The psychologists were measuring perceptual capacity—that is why they varied the complexity of the task. As expected, everyone was slower at the task when the ring contained more letters. The researchers were also measuring distractibility. When a letter outside the ring was one of the target letters (N or X), the subjects often took a longer time finding the N or X in the ring—indicating they were distracted by the presence of a target letter in the location that they were supposed to ignore.

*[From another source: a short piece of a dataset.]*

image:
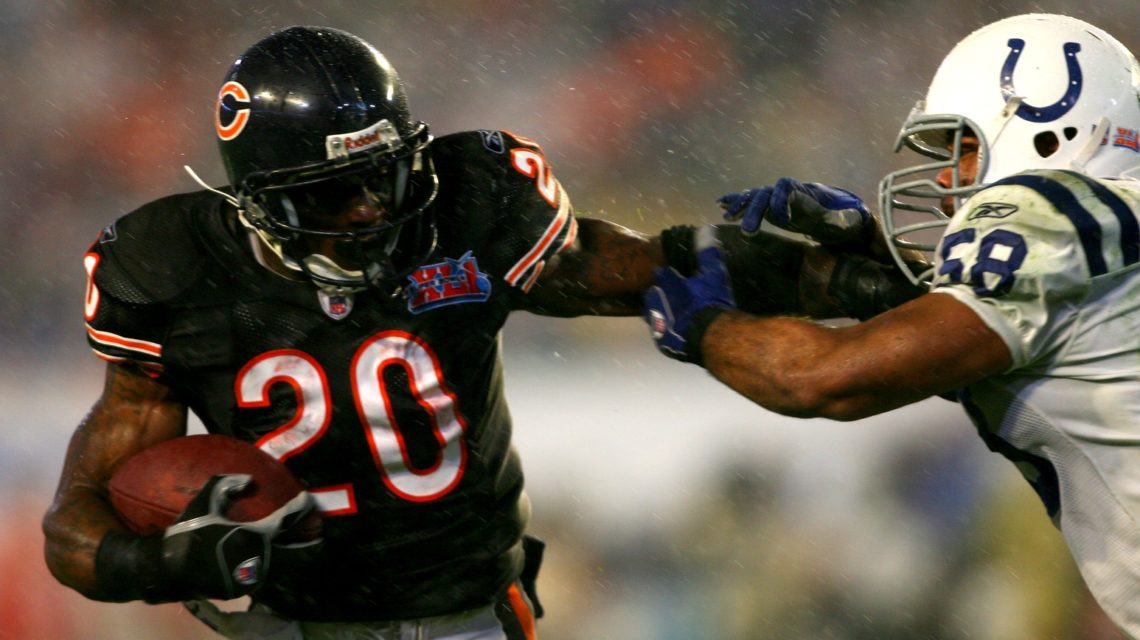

The psychologists reasoned that as long as the subjects’ total perceptual capacity was not exhausted, they would also process the irrelevant, distracting letters within their visual field. Once they had surpassed their perceptual capacity—once the ring of letters was sufficiently complex—irrelevant processing would stop. So if ASD subjects in fact have greater processing capacity, then they should process more distracting information even as the main task becomes increasingly complex.